Pronti a riprendere il campionato allora?
«Calma. Il governo può dire ricominciamo o no, ma spetta ai medici deciderlo. Si è capito che questo virus può dare complicazioni al cuore: prima di tornare ad allenarsi, vale per la Samp e per tutte le squadre, è dovere dei medici ridare ad ogni atleta l’idoneità completa. Non solo una visita generale, ma approfonditi controlli cardiaci. Con la salute non si scherza».
I presidenti sono divisi. C’è chi vorrebbe la ripresa e chi lo stop definitivo.
«Io sono cresciuto con il pallone, frequento questo mondo da 50 anni. Mai direi no a una partita. Ma in un’emergenza come questa bisogna essere seri. Non entro nella polemica, dico cosa dobbiamo aspettarci alla ripresa: chi è stato colpito dal virus, durante i primi allenamenti si sentirà fiacco.
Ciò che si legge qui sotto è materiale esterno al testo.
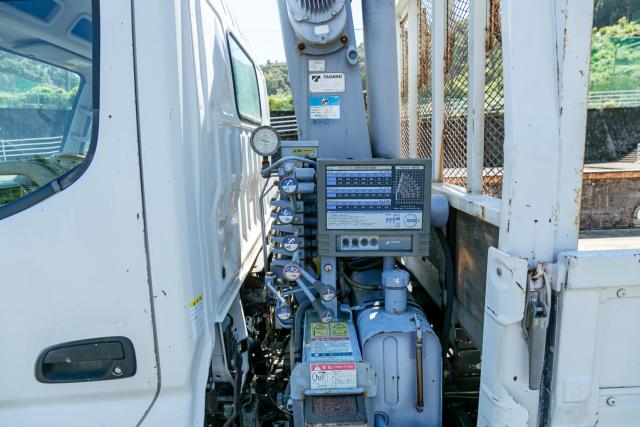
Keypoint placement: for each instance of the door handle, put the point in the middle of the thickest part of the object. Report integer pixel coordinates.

Come ha detto il mio presidente Ferrero un giocatore non è una macchina che si spegne e si riaccende, prima di tornare a giocare ci vorranno settimane di preparazione. Sarà peggio di un ritiro estivo, perché c’è l’aggravante, per chi è stato contagiato, della malattia. E prima del campo, insisto: massima sicurezza. Poi, dopo il via libera, starà all’allenatore e allo staff capire chi può reggere una gara e chi no. Tra l’altro si ipotizzano 3 partite a settimana, tutte a pieno regime. Cosa già difficile prima che arrivasse il coronavirus».
Significa che la Serie A per quest’anno è finita?
«Non ho detto questo, non lo so. Giudico la realtà: l’Italia è sommersa come se fossimo in guerra. Gli ospedali delle grandi città in ginocchio: pensi quelli di provincia o se il dramma del Nord fosse capitato al Sud, con strutture meno idonee e ricettive. Senza contare che le trasferte sono viaggi e in Italia non ci sono più zone franche. Quando luoghi e alberghi saranno sicuri? Si parla di gare in campo neutro, escludendo qualche regione. Non sono d’accordo: o si riprende tutti o nessuno».